O casarão do Museu Regional de São João del-Rei chama a atenção de turistas e demais pessoas que passam pela região do Largo do Tamandaré. O prédio com características do período colonial guarda exposições permanente e temporárias da região, mas sua participação ativa na história de luta entre a preservação histórica municipal e o progresso da cidade passa despercebida aos transeuntes.

 

Diário do Comércio, São João del-Rei, 1946 (Fonte: Biblioteca Municipal Baptista Caetano d’Almeida)

 

O casarão da praça e o comendador:

É em um cenário de declínio da produção de ouro em São João del-Rei que começa a história do casarão. A vila, que antes cumpria importante papel na extração aurífera, passou a ser ponto comercial.
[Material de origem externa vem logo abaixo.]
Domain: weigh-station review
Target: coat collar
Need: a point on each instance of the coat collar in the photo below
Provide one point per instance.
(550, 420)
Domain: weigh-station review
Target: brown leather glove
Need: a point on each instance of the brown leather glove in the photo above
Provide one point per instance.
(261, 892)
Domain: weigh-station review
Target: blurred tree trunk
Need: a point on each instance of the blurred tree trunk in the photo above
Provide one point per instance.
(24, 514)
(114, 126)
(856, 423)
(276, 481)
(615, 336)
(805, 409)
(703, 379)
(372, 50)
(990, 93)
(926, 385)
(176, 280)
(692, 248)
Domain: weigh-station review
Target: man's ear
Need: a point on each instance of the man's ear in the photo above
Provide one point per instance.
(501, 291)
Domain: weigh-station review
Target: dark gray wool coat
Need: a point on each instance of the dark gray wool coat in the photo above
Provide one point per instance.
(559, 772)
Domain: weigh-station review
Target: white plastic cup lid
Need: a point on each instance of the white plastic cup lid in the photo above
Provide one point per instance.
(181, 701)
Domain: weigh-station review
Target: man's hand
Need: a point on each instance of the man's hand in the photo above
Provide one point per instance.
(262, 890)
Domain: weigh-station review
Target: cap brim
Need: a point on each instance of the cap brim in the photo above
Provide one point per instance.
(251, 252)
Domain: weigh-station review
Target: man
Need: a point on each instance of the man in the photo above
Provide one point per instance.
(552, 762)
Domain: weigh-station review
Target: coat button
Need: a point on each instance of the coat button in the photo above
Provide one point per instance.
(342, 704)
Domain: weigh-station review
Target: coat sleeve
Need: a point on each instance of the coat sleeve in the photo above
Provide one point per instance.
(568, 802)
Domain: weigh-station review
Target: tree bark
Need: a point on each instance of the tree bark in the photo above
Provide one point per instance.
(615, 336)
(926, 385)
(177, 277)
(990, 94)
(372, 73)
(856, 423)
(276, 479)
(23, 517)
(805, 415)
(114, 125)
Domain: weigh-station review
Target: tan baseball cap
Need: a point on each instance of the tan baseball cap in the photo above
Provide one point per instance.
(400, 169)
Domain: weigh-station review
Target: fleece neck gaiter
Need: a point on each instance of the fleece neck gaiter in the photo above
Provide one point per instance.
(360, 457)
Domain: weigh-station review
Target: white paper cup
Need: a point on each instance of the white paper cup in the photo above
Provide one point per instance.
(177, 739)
O surgimento de novos e expressivos comerciantes na área, coloca em cena o comendador João Antônio da Silva Mourão, nascido em 1806.

João Antônio e sua família ocupavam importante posição social e influência na sociedade são-joanense. Foi ordenado com duas Comendas – da Ordem da Rosa e da Ordem de Cristo -, insígnias concedidas durante o Império para aqueles que propagassem a fé, o culto cristão e a fidelidade ao Imperador.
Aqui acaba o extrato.